> On Jan 20, 2015, at 9:59 AM, Tero Kivinen <kivi...@iki.fi> wrote:
> ...
> Also there is no such thing as running out of entropy. Entropy is not
> consumed when it is used. If you have 256 bits of randomess in the
> system, if you use it once, the attacker still needs to know all 256
> bits of randomess to break the system (we are assuming this is secure
> crypto system).

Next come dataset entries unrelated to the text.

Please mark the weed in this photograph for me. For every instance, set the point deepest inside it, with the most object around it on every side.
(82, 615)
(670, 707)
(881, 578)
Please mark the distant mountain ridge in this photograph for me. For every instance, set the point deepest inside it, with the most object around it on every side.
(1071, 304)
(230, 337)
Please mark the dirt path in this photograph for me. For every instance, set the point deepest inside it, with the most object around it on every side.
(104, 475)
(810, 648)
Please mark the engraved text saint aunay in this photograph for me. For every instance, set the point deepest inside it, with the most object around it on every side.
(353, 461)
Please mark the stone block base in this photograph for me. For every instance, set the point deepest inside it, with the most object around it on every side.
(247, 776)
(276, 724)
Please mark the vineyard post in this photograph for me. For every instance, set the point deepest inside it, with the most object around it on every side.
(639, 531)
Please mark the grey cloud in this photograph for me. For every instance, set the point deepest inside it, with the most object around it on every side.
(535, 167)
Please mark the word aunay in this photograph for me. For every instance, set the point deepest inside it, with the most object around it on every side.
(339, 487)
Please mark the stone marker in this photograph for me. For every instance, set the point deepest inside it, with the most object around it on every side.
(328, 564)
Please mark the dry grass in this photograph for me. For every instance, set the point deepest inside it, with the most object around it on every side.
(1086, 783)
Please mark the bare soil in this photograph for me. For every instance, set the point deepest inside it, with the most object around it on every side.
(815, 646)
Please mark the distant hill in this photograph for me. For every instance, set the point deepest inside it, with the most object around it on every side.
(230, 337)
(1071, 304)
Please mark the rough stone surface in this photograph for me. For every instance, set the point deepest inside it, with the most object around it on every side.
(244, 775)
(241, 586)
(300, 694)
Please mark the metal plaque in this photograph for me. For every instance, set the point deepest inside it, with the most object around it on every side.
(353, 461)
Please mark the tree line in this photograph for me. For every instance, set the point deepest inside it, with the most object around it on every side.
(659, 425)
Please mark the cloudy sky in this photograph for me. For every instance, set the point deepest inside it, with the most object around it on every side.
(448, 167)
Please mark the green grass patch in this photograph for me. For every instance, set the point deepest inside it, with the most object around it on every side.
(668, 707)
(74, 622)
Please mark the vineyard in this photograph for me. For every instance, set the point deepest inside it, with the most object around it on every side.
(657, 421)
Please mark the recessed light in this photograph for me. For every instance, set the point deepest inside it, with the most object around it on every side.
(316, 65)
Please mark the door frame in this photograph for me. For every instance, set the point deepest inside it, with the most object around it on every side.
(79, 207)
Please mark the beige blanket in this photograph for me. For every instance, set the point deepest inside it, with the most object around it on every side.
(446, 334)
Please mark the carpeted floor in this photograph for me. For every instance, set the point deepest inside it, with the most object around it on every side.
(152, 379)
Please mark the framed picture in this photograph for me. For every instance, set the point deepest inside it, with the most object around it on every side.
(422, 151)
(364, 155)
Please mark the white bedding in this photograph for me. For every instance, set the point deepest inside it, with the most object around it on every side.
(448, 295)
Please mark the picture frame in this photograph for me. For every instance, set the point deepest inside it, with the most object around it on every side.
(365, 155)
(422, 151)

If you use it 2^256 times, the attacker still needs to
> know all 256 bits to be able to break any one of them. ...

Yes, “entropy used up” is an unfortunate misconception created by the authors 
of early /dev/random implementations.

I would put it not quite as strongly as you did.  If you have an RNG that uses 
a strong bit stream extender to extend the entropy pool content, your statement 
is valid since the strong extender hides the content of the entropy pool.  But 
if the RNG uses a weak extender, then your RNG security basically comes from 
the entropy in its entropy pool, and knowledge of that pool’s content is leaked 
by the RNG output.  I think some early /dev/random implementations were indeed 
of that second form, so the “entropy used up” notion was perhaps valid back 
then.  But it isn’t any longer.

The Yarrow paper by Scheier et al. makes this analysis quite clear (and they 
come to the same conclusion as you did as a result).